When it struck, Tetiana Perebyinis, 43, and her two children, Mykyta, 18, and Alisa, 9, along with a church volunteer who had helped the family escape the fighting, were alone. about ten meters away.
They had no chance.
Ivan Drahun, with his stepson Volodymir, near where his wife Maryna is buried, in Bucha, Ukraine. Photo Daniel Berehulak / The New York Times.
All four collapsed to the sidewalk, dead or unconscious and dying.
The family dog, also beaten and injured, howled in terror.
Blood splattered on the face of church volunteer Anatoly Berezhnyi, 26.
But the scene of the bodies, which lay motionless next to a bridge they had passed safely, he was strangely silent.
The deaths were typical of a largely artillery-fought war in which civilians are killed daily, but were also notable for having resonated far beyond the Kiev suburb of Irpin, where they were killed.
A photograph of the family and Berezhnyi, taken by a photographer from New York TimesLynsey Addario, summarizes the indiscriminate killing of civilians by Russian forces.
The family’s life and their final hours were later described in an interview with Perebyinis’ husband, Serhiy.
The family had already fled the war once, fleeing to Kiev since separatist conflict supported by Russia in eastern Ukraine in 2014.
Since then they had built a solid bourgeois life; she worked as an accountant, he as a computer programmer.
Since the early days of the war in February, the bodies of the dead have been seen regularly but usually anonymously, thrown onto the sidewalks after the bombings, lined up in body bags at collection points, such as hands or feet protruding from the ground. in mass graves.

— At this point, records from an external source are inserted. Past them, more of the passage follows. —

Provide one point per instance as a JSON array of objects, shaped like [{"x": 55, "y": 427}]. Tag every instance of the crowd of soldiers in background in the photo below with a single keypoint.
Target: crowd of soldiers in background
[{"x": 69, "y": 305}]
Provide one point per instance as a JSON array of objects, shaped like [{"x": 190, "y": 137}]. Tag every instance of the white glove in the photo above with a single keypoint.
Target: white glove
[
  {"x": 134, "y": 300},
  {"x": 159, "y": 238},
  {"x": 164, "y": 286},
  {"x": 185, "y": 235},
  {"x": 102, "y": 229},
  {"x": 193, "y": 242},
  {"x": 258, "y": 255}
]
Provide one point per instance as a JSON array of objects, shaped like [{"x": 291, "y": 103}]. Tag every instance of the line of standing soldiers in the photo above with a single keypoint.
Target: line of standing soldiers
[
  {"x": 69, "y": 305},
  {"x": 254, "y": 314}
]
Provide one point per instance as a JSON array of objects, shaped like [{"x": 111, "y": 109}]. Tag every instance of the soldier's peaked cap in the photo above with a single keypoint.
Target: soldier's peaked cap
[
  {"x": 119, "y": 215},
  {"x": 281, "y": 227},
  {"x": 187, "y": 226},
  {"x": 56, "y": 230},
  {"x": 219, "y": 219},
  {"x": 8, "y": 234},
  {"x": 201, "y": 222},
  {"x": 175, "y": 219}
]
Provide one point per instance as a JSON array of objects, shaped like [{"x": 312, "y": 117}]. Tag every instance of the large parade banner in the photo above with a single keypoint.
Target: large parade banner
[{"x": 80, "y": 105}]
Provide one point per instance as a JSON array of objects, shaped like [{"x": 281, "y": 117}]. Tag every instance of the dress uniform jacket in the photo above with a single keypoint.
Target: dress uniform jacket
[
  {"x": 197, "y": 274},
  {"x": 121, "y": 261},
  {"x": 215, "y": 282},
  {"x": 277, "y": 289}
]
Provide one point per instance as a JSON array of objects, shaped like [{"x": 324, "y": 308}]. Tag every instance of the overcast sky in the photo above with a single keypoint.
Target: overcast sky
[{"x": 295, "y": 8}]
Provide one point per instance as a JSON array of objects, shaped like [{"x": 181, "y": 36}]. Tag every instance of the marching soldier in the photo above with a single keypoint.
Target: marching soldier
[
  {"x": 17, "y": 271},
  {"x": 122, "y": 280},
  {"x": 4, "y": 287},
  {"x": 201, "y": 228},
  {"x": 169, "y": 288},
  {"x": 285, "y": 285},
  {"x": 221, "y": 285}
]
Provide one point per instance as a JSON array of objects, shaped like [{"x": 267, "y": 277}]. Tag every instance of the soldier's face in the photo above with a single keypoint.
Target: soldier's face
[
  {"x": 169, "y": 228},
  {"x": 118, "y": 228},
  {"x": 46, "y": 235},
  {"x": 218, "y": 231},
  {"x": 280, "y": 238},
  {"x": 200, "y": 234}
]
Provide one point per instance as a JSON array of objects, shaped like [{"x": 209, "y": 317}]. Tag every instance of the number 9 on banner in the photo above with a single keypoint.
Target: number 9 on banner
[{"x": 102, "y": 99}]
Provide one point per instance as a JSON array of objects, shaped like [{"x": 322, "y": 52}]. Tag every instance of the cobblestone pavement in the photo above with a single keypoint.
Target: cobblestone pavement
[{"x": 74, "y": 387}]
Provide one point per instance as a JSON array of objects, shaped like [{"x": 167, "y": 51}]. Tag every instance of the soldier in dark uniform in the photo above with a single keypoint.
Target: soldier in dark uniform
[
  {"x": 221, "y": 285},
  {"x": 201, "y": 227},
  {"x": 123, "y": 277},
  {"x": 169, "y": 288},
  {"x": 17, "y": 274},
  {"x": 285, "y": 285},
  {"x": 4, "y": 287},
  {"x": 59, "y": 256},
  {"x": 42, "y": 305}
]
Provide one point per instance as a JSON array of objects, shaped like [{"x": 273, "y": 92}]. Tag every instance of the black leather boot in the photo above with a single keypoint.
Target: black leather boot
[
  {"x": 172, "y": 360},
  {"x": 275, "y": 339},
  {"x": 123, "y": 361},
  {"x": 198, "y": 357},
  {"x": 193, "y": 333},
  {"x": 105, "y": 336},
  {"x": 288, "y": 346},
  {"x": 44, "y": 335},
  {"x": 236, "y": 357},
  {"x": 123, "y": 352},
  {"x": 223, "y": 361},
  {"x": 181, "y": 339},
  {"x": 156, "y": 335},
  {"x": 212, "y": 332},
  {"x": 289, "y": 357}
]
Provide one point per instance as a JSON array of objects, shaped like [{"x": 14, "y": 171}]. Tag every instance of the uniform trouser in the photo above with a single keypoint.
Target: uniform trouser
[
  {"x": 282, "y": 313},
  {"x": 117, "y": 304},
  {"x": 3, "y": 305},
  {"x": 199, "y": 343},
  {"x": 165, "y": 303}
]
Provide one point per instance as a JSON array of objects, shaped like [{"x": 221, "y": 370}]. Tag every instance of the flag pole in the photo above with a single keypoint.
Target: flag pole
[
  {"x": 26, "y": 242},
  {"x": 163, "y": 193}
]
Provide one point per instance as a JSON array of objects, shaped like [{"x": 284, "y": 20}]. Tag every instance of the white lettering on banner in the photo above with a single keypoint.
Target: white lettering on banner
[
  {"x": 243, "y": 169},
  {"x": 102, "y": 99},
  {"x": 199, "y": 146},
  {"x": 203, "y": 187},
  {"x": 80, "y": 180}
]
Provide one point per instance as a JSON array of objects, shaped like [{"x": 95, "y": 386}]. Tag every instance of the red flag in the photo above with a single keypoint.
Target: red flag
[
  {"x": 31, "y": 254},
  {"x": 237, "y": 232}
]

The death of Tetiana Perebyinis and her children has been documented from the time of her death and in subsequent talks with relatives.
Bursting into tears for the only time in the interview about his dead family, just days after the artillery attack, Serhiy Perebyinis said he told his wife the night before his death that I was sorry I hadn’t been with her.
“I said:
‘Forgive me if I could not defend you,’ “he said.
“He said, ‘Don’t worry, I’ll go out.'”
As for Addario’s photograph, he later said he heard almost disrespectful stop and take it, but that it was important to record the moment.
Reprinted on the front page of newspapers and news sites around the world, it has become a game changer in the subject for accurately portraying the costs of war on innocent civilians.
Asked if he claimed to show his family’s death in this way, Serhiy Perebyinis said yes.
“The whole world should know what’s going on here,” he said.